ORESTE POLLICINO*
1. I valori in gioco
Dignità, democrazia, stato di diritto, pluralismo, uguaglianza, rispetto dei diritti umani. Sono alcuni dei valori che l’articolo 2 del Trattato sull’Unione europea pone quale bussola su cui si fonda l’Unione e che, secondo la medesima disposizione, sono comuni agli stessi stati membri, rappresentando quindi quel patrimonio costituzionale comune del vecchio continente[1].

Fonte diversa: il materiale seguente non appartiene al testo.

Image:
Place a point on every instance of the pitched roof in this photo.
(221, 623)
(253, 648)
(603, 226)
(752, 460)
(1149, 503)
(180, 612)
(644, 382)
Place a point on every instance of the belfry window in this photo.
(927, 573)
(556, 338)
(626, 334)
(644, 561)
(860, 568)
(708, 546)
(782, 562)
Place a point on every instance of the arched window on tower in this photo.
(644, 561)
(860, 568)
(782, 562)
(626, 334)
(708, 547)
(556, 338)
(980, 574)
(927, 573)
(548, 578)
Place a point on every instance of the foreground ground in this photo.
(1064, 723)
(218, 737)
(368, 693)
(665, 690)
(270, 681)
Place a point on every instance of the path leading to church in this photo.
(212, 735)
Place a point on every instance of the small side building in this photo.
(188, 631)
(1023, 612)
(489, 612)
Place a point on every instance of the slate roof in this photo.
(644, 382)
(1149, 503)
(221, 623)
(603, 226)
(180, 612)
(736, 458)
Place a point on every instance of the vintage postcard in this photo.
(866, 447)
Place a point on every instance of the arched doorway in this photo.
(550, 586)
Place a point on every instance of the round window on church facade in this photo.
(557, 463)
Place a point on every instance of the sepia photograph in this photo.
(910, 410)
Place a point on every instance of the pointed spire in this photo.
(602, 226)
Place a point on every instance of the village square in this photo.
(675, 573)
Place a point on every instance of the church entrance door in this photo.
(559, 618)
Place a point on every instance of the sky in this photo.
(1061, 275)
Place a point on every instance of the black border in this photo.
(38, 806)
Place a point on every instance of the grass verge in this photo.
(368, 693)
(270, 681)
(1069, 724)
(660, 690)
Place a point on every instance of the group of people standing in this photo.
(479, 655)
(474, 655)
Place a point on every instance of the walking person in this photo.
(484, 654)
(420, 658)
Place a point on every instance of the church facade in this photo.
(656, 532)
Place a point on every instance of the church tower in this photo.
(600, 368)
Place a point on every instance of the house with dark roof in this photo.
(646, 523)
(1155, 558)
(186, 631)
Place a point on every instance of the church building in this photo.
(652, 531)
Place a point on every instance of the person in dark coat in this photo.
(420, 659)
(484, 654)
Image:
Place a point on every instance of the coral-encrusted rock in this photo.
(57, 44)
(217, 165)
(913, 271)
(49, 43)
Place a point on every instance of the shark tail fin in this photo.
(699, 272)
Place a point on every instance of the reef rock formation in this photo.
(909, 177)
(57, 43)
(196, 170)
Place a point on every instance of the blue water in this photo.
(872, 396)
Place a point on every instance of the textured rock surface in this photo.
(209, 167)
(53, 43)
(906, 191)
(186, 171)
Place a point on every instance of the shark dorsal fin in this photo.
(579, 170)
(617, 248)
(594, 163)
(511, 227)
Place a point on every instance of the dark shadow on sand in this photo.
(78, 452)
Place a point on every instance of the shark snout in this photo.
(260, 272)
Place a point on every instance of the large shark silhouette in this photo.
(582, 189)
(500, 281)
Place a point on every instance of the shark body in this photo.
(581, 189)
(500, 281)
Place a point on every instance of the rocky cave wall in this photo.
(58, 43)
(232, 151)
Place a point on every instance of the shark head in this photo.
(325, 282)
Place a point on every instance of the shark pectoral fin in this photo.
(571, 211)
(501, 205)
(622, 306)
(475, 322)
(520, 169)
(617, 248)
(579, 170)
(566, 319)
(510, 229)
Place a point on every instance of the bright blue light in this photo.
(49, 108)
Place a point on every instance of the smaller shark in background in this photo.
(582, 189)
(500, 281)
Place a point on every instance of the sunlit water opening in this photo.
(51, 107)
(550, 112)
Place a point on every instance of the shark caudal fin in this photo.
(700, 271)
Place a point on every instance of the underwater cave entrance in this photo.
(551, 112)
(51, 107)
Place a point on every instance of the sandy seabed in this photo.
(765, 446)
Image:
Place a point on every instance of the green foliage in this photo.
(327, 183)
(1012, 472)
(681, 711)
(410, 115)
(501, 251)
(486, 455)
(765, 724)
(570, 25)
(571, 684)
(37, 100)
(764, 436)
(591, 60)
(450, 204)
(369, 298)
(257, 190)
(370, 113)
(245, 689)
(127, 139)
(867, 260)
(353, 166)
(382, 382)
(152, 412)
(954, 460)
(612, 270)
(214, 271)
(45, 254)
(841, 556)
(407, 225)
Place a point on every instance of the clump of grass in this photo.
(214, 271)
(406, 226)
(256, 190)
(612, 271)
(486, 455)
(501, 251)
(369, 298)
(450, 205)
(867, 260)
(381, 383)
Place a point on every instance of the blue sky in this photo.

I valori richiamati, a cui la più recente giurisprudenza della Corte di Lussemburgo ha attribuito efficacia vincolante, identificandoli peraltro quale essenza stessa dell’identità costituzionale dell’Unione[2], sono oggi “sotto stress” per tutta una serie di ragioni, tra cui quella più plasticamente evidente è la crisi dello stato di diritto. Crisi che consta di un insieme di concause e conseguenze la cui complessità non consentirebbe, ovviamente, un’esplorazione completa in questa sede
Il focus è più specifico. Guardare al rapporto tra nuove tecnologie e valori democratici può essere un osservatorio privilegiato per indagare lo stato di salute della rule of law, non solo nel contesto digitale. In particolare, ci si concentrerà sull’impatto che l’esplosione dell’intelligenza artificiale, specialmente di natura generativa[3], sta producendo sui valori che caratterizzano una società caratterizzata, seguendo l’impostazione dell’articolo 2 del TUE prima richiamato, «dal pluralismo, dalla non discriminazione, dalla tolleranza, dalla giustizia, dalla solidarietà e dalla parità tra donne e uomini».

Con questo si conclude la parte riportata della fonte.